In spite of this large consensus in identifying the closing of gaps in investment as a major policy priority, modest action has been taken, and the expected contribution of higher investment to growth has failed to materialise – especially in Europe.

Juncker’s Investment Plan for Europe

In late 2014, the growing realisation that Europe needed a comprehensive solution to the ongoing economic crisis led the European Commission President Jean-Claude Juncker to launch the “Investment Plan for Europe”, with the aim of supporting public and private investment. In 2015 the European Fund for Strategic Investments (EFSI) was created and “located” within the European Investment Bank (EIB). EFSI is expected to fund new investment projects of up to €315 billion. EU funds are providing €8 billion, the EU guarantee on the projects is expected to bring in an additional €8 billion and €5 billion have come from EIB funds. This total of €21 billion is expected to mobilise private funds of an amount 15 times greater, relying on a huge leverage effect in financial markets that assume guaranteed returns on investment.

EFSI is expected to fund investments in infrastructure and innovation; it also provides finance for small and medium-sized enterprises (SMEs) – with a role for the EIB’s European Investment Fund.
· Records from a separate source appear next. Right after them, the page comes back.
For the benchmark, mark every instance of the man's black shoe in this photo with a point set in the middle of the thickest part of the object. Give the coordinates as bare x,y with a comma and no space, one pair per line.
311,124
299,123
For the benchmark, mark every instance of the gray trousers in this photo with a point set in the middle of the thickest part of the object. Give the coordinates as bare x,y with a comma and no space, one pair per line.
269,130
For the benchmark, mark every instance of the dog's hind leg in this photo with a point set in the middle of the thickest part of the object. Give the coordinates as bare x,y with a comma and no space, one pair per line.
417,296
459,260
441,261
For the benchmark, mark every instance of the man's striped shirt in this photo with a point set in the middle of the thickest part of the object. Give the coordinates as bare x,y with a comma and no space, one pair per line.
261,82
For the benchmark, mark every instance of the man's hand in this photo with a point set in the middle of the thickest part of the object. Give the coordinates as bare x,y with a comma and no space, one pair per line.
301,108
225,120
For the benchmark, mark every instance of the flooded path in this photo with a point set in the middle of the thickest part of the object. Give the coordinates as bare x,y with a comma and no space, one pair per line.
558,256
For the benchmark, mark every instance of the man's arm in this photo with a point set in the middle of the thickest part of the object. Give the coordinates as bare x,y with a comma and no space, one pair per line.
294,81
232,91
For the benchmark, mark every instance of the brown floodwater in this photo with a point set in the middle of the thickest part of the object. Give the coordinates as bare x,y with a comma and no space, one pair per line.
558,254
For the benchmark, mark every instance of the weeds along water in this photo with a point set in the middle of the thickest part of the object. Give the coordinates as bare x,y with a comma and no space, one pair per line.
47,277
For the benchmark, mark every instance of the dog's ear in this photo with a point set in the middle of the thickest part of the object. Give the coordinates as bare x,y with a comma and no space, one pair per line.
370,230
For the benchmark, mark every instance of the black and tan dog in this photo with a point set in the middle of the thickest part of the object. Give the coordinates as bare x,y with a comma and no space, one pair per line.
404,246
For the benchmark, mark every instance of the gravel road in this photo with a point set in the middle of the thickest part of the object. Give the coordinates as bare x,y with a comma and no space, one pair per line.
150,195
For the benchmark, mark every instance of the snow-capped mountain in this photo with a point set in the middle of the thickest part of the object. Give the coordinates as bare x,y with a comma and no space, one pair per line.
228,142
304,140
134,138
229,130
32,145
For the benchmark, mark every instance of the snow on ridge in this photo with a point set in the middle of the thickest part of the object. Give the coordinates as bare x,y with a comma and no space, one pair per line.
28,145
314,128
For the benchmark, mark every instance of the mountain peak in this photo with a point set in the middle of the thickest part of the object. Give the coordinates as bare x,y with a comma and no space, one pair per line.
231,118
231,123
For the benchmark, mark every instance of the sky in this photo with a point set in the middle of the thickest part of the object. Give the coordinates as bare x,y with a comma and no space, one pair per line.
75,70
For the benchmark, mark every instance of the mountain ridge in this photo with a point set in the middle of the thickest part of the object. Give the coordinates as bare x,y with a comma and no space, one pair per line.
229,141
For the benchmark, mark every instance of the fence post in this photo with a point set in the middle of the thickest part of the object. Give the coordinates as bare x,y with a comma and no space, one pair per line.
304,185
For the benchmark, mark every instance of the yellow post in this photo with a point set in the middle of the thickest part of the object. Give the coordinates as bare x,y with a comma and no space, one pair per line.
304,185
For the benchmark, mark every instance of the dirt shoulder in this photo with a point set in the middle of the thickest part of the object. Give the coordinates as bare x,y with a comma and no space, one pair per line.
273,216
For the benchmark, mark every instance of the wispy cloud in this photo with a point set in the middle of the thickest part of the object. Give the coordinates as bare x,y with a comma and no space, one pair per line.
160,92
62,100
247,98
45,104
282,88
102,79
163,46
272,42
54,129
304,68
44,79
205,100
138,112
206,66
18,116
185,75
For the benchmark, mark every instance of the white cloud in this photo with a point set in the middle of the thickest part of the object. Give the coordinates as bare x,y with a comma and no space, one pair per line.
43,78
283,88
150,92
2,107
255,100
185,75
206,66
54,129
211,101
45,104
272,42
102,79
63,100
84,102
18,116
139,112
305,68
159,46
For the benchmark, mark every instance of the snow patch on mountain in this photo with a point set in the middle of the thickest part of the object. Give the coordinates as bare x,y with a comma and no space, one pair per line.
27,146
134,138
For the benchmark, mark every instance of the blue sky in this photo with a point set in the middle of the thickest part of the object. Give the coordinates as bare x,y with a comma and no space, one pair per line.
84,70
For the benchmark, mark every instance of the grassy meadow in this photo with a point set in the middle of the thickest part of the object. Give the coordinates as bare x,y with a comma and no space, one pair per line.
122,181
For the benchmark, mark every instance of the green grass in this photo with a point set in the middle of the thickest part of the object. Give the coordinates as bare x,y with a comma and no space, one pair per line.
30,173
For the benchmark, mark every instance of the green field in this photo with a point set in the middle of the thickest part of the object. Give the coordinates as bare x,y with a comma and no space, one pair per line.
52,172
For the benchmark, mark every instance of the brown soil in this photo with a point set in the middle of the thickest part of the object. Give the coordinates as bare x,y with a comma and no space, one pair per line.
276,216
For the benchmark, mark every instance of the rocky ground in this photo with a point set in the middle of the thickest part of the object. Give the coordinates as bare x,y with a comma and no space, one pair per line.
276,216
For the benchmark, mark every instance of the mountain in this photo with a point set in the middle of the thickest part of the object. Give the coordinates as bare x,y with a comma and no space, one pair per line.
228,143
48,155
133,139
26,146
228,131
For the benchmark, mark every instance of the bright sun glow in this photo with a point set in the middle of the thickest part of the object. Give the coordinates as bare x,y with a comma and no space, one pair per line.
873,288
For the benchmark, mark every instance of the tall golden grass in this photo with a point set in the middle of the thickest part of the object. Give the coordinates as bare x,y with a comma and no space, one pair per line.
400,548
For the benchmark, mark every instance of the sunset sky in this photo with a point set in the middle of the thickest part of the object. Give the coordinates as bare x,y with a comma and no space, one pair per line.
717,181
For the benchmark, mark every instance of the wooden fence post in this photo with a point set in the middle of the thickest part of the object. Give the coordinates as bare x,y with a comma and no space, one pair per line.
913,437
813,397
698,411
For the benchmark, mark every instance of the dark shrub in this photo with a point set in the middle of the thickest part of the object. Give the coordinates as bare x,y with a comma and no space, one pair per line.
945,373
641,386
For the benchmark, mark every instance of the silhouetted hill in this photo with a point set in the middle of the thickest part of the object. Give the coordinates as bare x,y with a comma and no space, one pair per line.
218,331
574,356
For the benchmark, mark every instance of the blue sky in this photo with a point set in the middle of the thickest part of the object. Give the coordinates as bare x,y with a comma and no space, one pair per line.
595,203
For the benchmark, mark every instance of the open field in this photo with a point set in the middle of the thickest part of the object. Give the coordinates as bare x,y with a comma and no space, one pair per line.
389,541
By spring 2015, member states had proposed 1,300 projects costing a total of €2 trillion, reflecting the large need for public investment throughout the EU.

Since its inception, several criticisms have been directed at the Juncker Plan and EFSI. First, the EU resources available are limited and consist of a repackaging of resources from previous EU programmes, relying on a huge leverage effect in financial markets. Second, there is an imbalance between private and public interests; private investors have guaranteed returns in low-risk activities, while public-interest projects may have to generate greater income (paid by users) than in the case of traditional public investment. In fact, projects funded exclusively by public agencies are excluded from the plan. Third, it envisages a collection of disparate investment projects with no public authority providing a framework strategy and coordinating the projects; this may allow large oligopolistic firms to expand their market power and their involvement in public interest activities.17 Finally, the plan does not set specific guidelines on the location of planned investment. While investment is most needed in the “periphery” countries hardest hit by the crisis, there is a risk that richer countries may fund projects in their own economies only, enhancing – rather than reducing – the divergence in economic performances within Europe.

The creation of EFSI and the role assumed by the EIB in managing it – including the European Investment Fund for investing in SMEs – has opened up an important policy space for the possibility of a European investment plan and for a broader industrial policy. For the first time, there is an EU-level programme that can obtain resources to be invested for improving countries’ infrastructures and production systems. For the first time, there is a modest investment plan driven by public policy that expands demand and tries to fill – to a very limited extent – the gap left by the collapse of private investment since the 2008 crisis. For the first time, there is an EU policy action that recognises that markets cannot be considered perfectly capable of identifying appropriate investment opportunities. For the first time, a public policy initiative drives and attracts private financial resources that have been left idle.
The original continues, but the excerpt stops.